Step 2 — Definition of Variable Types
Context
- In Step 2 — Definition of Variable Types of the five-step Data Import Wizard, you need to define variable types.
- Step 2 contains four panels that relate to each other in their content and available actions.
Overview of Elements in Step 2
Type
- With the radio buttons in the Type panel, you can define the type of each variable.
- Before you start making your determinations, BayesiaLab has already made some guesses regarding the appropriate variable type, i.e., Discrete versus Continuous.
- Furthermore, some variables have limited options regarding the variable type because of their distributions:
- If a variable has the same value for all observations, it falls into the Unused variable type. Such a not-distributed variable cannot be imported at all into BayesiaLab.
- Variables that contain any text values cannot be declared Continuous variables.
- Variables with Missing Values cannot be of the type Weight, Row Identifier, or Learn/Test.
Usage
- To select a variable, click on the variable header or click anywhere inside the column in the Data panel.
- You can perform the selection of multiple variables with keystroke combinations commonly used in spreadsheet editing:
Ctrl+Click
: add a variable to the current selection.Shift+Click
: add all variables between the currently selected and the clicked variable to the selection.Ctrl+A
: select all variables in the Data panel.Shift+End
: select all variables from the currently selected variable to the rightmost variable in the table.Shift+Home
: select all variables from the currently selected variable to the leftmost variable in the table.
- The current selection is highlight by showing the selected columns in a darker shade of their current color.
Discrete
- The Discrete type considers each unique value of the variable a distinct state.
- Any variable that contains text will be considered Discrete by default.
- The maximum number of unique values that can be accommodated can be specified under
Menu > Window > Preference > Editing > Node > Maximum Number of States
.
Continuous
- The Continuous type applies to numerical variables, which must be discretized in Step 4 — Discretization and Aggregation.
- If a variable contains integer values above a certain threshold, the variable will be considered Continuous.
- You can specify this threshold under
Menu > Windows > Preferences > Data > Import & Associate > Threshold for Assuming Integers as Continuous
. The default threshold value is 5.
Learn more about Discrete and Continuous nodes in the Node Editor topic.
Weight
- Weighting is often applied to surveys to make a survey sample representative of the demographics of the underlying population.
- If your dataset contains such a Weight variable, select it by clicking on the corresponding column.

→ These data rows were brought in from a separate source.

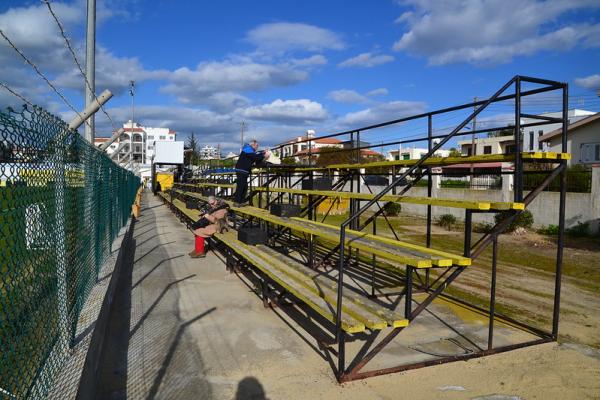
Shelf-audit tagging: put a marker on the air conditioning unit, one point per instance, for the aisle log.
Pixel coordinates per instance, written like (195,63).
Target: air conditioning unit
(590,153)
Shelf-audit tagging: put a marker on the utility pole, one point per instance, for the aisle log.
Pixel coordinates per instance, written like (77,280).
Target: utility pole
(132,93)
(90,67)
(473,128)
(243,125)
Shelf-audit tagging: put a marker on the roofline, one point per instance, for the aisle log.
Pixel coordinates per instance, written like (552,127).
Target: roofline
(570,128)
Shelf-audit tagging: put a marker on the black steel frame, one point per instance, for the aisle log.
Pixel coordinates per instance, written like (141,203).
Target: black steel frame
(284,176)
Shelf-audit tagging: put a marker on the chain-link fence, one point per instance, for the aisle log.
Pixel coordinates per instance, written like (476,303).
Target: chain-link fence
(62,204)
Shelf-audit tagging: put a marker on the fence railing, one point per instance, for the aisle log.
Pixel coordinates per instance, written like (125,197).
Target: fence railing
(578,181)
(62,203)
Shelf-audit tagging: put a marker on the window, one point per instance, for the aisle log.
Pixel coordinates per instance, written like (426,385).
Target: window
(590,153)
(530,140)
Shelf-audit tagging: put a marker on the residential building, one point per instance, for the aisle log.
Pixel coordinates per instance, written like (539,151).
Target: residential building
(531,136)
(583,141)
(210,152)
(487,145)
(140,139)
(301,146)
(413,153)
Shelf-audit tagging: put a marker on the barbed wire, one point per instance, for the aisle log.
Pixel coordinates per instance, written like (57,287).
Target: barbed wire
(70,48)
(37,70)
(5,86)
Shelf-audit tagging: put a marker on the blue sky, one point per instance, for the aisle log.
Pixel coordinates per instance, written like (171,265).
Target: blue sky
(284,67)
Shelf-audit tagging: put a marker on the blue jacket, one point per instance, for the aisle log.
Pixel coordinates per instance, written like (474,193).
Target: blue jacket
(248,158)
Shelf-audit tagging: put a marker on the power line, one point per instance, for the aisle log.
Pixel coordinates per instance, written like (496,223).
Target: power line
(5,86)
(87,82)
(37,70)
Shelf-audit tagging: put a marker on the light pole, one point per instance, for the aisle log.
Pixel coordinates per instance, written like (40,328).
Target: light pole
(243,125)
(90,66)
(132,93)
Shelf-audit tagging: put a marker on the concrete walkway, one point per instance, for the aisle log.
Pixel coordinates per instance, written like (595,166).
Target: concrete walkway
(187,329)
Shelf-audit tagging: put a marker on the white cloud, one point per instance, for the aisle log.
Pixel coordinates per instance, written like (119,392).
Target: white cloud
(33,30)
(589,82)
(353,97)
(113,73)
(287,111)
(196,86)
(288,36)
(494,31)
(378,92)
(366,60)
(347,96)
(382,112)
(311,61)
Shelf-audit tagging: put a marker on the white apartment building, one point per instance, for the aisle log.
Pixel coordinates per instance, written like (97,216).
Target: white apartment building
(531,136)
(413,153)
(301,145)
(140,138)
(209,152)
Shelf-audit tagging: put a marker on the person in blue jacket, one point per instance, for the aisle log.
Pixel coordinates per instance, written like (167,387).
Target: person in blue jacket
(247,159)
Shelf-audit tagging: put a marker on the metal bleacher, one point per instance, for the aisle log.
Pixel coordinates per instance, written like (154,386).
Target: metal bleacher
(358,242)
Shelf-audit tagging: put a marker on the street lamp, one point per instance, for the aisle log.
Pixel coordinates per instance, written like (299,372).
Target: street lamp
(132,93)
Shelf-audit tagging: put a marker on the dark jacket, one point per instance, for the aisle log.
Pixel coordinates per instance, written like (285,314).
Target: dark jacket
(248,158)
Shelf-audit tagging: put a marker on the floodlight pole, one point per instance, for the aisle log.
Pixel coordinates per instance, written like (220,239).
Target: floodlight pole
(90,66)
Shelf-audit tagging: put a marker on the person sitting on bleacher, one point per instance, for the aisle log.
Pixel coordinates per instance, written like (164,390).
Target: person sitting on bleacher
(212,220)
(247,159)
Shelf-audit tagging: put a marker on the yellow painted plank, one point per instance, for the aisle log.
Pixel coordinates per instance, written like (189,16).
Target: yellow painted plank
(332,237)
(453,258)
(442,202)
(425,260)
(206,184)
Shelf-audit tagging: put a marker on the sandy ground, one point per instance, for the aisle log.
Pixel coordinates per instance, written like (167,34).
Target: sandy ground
(547,371)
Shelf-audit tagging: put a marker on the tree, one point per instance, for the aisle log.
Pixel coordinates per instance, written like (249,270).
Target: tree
(191,157)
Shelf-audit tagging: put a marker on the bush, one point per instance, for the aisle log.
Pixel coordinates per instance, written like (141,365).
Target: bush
(523,220)
(447,221)
(392,209)
(549,230)
(579,230)
(482,227)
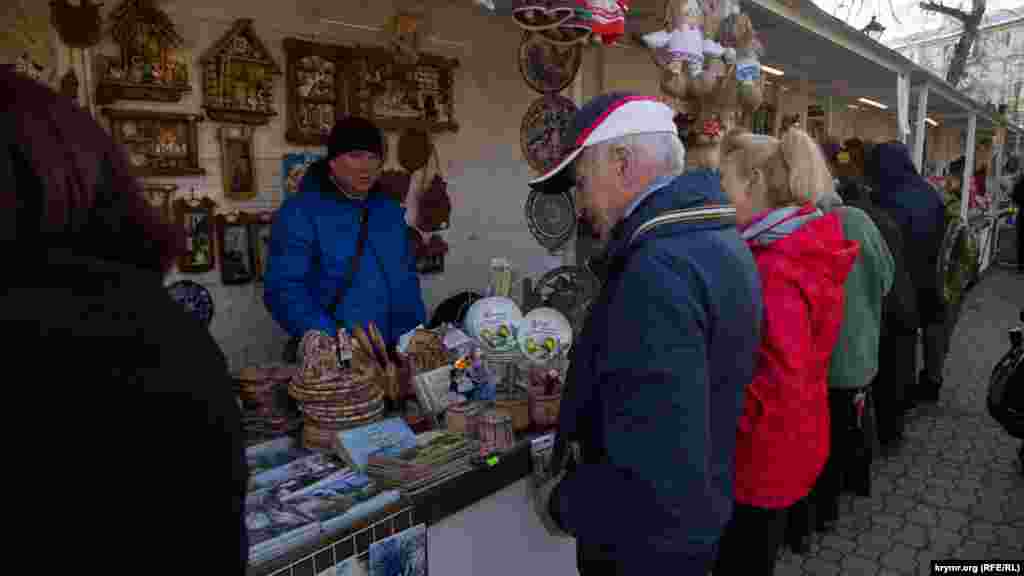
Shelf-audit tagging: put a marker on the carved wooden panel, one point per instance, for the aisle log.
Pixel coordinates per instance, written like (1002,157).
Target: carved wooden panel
(238,78)
(158,144)
(397,96)
(315,89)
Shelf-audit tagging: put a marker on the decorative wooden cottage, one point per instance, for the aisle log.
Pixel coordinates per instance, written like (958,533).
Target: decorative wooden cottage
(150,66)
(238,77)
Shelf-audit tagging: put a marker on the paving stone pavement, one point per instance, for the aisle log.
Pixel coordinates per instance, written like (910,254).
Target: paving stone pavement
(952,491)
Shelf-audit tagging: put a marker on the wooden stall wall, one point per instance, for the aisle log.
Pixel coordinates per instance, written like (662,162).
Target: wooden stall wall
(482,161)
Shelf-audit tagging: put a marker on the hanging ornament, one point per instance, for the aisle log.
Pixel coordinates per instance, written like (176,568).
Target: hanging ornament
(406,30)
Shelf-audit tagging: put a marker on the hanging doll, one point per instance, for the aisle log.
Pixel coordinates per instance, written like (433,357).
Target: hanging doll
(607,19)
(729,11)
(748,63)
(679,48)
(714,52)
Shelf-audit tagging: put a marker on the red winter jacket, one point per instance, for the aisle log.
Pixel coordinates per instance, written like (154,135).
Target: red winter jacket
(782,437)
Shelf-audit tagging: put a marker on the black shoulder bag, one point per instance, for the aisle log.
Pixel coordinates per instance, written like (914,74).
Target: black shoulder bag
(292,348)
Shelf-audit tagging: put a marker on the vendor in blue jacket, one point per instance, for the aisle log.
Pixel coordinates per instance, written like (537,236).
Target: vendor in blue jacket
(315,235)
(643,461)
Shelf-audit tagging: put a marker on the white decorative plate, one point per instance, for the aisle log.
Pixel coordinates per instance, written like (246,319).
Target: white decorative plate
(545,334)
(495,322)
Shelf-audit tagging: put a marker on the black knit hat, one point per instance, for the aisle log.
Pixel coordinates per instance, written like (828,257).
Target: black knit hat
(352,133)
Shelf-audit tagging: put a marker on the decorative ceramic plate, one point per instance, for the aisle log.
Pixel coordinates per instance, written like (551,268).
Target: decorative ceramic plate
(495,323)
(195,297)
(548,68)
(570,290)
(551,217)
(545,334)
(542,129)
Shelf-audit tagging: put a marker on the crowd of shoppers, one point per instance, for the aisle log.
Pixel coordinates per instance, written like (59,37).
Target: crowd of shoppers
(755,335)
(844,244)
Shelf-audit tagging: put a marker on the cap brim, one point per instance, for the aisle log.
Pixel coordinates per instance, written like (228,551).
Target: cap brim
(557,169)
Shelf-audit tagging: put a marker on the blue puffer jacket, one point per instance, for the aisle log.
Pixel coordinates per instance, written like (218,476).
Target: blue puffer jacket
(655,389)
(312,241)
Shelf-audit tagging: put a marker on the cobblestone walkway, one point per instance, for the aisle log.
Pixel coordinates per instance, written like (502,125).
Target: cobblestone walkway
(952,491)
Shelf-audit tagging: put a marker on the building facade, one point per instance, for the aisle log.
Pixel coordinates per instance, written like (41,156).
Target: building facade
(995,67)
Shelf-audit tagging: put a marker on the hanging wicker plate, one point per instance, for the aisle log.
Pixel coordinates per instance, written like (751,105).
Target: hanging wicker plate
(542,14)
(414,150)
(551,217)
(570,290)
(394,184)
(548,68)
(542,129)
(572,32)
(195,297)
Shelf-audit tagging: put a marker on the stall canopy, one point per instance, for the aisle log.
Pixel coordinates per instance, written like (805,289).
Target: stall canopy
(806,43)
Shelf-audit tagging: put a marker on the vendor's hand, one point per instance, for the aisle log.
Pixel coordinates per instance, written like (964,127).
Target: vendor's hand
(541,495)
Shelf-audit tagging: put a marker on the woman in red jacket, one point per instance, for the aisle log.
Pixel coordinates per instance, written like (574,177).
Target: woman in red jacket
(782,437)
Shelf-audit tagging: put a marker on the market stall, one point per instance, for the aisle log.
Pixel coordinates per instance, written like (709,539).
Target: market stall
(421,456)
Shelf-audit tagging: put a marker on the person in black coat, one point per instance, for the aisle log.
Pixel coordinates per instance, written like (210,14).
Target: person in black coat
(123,402)
(1019,200)
(914,206)
(897,345)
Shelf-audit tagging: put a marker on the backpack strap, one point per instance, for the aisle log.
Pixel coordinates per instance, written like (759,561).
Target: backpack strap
(712,212)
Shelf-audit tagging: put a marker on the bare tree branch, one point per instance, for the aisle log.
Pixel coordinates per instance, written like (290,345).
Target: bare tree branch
(971,23)
(943,9)
(892,10)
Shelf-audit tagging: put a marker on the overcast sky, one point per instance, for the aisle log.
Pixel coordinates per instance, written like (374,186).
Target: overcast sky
(911,18)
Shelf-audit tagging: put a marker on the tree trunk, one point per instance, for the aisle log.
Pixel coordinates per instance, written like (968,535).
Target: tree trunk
(971,23)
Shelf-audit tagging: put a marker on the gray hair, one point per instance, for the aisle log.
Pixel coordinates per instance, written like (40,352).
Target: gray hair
(665,150)
(828,200)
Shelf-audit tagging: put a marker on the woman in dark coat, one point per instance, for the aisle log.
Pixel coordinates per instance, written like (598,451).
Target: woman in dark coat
(919,212)
(143,453)
(897,345)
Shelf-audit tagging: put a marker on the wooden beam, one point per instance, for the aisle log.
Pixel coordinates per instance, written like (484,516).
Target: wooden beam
(970,145)
(921,128)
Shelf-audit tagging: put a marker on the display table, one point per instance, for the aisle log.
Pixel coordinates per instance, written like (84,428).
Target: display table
(481,522)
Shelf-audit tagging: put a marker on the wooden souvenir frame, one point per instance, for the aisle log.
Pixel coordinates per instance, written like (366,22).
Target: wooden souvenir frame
(127,129)
(374,74)
(259,238)
(137,76)
(238,161)
(235,248)
(240,51)
(188,213)
(297,54)
(162,198)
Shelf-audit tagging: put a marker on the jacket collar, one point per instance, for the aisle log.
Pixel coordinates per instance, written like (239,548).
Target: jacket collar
(778,223)
(690,190)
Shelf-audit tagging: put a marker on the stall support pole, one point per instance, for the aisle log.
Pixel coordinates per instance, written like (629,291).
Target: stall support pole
(972,131)
(921,129)
(903,108)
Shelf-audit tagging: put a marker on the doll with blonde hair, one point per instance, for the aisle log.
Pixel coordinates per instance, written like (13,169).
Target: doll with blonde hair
(803,257)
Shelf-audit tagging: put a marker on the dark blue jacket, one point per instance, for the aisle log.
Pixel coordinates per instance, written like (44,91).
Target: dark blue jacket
(655,391)
(916,207)
(312,242)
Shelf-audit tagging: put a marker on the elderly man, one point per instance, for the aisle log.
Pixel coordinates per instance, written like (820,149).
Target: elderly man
(643,462)
(339,252)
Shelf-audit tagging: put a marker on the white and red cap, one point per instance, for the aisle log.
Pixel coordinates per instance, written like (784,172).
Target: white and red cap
(607,117)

- Then, select the Weight button in the Type panel.
- Later, in Step 4 — Discretization and Aggregation, you can specify whether or not to normalize the Weight variable.
Learning/Test
- For a dataset that has already been split into a Learning Set and a Test Set, you can use such an existing definition to import your data into BayesiaLab.
- Both the Learning Set and the Test Set need to be in the same data table, rather than in separate files.
- A binary indicator variable needs to identify each set with a unique code.
- With a Learning/Test variable defined, in Step 4 — Discretization and Aggregation of the Data Import Wizard, you need to assign which of your codes corresponds to BayesiaLab's Learning and Test states.
Row Identifier
- You can assign one or more variables to serve as Row Identifiers. The values of Row Identifiers are imported but not processed in any way. They serve as labels that are attached to each record.
- There are numerous functions in BayesiaLab that allow you to look up what record in the dataset corresponds to what is currently on display on the screen.
- For instance, Automatic Evidence-Setting displays the Row Identifier in the Status Bar.
Unused
- By selecting the
Unused
button, you can skip the import of the selected variables. In previous versions of BayesiaLab, this option was also known as "Not Distributed." - Unused is automatically applied to variables containing only a single value across all observations, i.e., when the variable is "not distributed," hence the original name.
- Unused variables will appear grayed out in the remaining steps of the Data Import Wizard.
Multiple Typing
- The Multiple Typing panel allows you to quickly assign variable types across multiple variables.
- Click
Set All to Discrete
to apply the Discrete type all variables, if possible. - Click
Set All to Continuous
to apply the Continuous type all variables, if possible.
By clicking either button, all previous type assignments are replaced.
You can automatically remove variables, i.e., set them to the Unused type, if they exceed a certain column percentage of Missing Values.
- Click the Set
Missing Values Threshold
button. - From the pop-up window, set the percentage.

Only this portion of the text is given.